Hematoxylin and eosin stained oral squamous cell carcinoma histological images dataset
This dataset addresses a bottleneck for researchers and pathologists in oral cancer diagnosis by providing a new labeled resource, though it is incremental as it focuses on a specific domain.
The paper tackles the lack of labeled data for histological image segmentation by presenting the OCDC dataset, which includes 1,020 manually annotated H&E-stained images of oral squamous cell carcinoma for segmentation tasks.
Computer-aided diagnosis (CAD) can be used as an important tool to aid and enhance pathologists' diagnostic decision-making. Deep learning techniques, such as convolutional neural networks (CNN) and fully convolutional networks (FCN), have been successfully applied in medical and biological research. Unfortunately, histological image segmentation is often constrained by the availability of labeled training data once labeling histological images for segmentation purposes is a highly-skilled, complex, and time-consuming task.

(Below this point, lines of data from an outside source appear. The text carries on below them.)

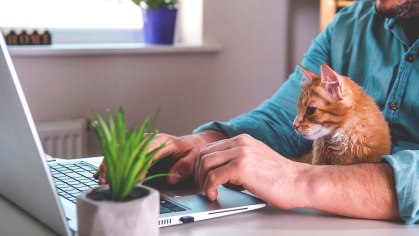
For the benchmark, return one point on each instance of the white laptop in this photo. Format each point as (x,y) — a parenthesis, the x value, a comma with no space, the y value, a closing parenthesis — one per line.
(48,190)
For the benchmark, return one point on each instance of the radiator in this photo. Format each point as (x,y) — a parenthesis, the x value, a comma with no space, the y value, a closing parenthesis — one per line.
(64,139)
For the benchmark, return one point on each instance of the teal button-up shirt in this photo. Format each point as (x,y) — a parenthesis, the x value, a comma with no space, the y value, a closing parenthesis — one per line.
(376,53)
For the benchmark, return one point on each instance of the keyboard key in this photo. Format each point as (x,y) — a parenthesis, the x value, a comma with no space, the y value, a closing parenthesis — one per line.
(164,210)
(73,175)
(177,209)
(86,174)
(169,205)
(84,188)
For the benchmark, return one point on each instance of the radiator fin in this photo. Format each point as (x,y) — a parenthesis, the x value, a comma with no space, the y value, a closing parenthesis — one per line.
(64,139)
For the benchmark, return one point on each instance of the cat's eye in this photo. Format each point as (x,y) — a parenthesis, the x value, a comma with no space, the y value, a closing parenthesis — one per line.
(311,110)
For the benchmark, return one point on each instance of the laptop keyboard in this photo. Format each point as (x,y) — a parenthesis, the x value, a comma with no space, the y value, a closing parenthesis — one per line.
(73,179)
(169,207)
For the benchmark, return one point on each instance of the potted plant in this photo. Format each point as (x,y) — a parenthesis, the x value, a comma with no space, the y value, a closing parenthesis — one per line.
(123,207)
(159,18)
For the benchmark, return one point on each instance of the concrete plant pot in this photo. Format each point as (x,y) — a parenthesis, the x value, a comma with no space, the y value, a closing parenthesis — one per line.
(138,216)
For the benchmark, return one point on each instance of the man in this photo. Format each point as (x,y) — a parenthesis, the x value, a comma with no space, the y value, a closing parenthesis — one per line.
(375,44)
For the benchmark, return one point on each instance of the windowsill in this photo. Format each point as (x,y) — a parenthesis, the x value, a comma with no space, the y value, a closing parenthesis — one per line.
(110,49)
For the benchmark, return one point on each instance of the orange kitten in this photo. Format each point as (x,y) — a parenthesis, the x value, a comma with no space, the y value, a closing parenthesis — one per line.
(345,123)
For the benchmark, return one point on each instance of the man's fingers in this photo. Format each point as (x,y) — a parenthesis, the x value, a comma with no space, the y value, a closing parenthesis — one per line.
(210,162)
(102,168)
(221,145)
(184,168)
(217,177)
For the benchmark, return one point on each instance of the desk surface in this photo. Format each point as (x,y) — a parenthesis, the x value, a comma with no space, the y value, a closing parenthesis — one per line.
(266,221)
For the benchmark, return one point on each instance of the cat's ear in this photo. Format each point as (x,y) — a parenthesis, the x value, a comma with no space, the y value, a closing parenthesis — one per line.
(333,82)
(310,76)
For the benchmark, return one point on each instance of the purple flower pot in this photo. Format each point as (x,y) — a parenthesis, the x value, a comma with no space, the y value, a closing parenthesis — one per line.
(159,25)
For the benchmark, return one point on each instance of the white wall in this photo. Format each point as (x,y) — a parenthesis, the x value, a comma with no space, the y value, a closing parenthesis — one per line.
(191,89)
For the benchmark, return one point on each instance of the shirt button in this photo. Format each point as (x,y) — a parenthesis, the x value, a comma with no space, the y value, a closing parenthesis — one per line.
(393,106)
(410,58)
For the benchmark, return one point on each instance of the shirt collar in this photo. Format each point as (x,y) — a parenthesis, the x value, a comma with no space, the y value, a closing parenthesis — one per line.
(390,23)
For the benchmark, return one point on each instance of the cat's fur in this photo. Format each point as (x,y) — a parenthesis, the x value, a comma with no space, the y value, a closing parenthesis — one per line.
(347,126)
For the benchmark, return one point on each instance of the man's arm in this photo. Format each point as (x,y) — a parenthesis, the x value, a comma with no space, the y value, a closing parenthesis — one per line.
(362,191)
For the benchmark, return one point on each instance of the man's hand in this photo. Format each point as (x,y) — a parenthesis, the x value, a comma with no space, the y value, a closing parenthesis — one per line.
(185,149)
(245,161)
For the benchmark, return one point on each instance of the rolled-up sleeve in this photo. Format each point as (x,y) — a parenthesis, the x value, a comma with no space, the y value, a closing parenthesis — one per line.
(272,121)
(406,171)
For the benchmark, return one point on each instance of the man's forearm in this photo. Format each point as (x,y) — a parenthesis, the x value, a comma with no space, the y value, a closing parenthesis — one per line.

This paper presents the hematoxylin and eosin (H&E) stained oral cavity-derived cancer (OCDC) dataset, a labeled dataset containing H&E-stained histological images of oral squamous cell carcinoma (OSCC) cases. The tumor regions in our dataset are labeled manually by a specialist and validated by a pathologist. The OCDC dataset presents 1,020 histological images of size 640x640 pixels containing tumor regions fully annotated for segmentation purposes. All the histological images are digitized at 20x magnification.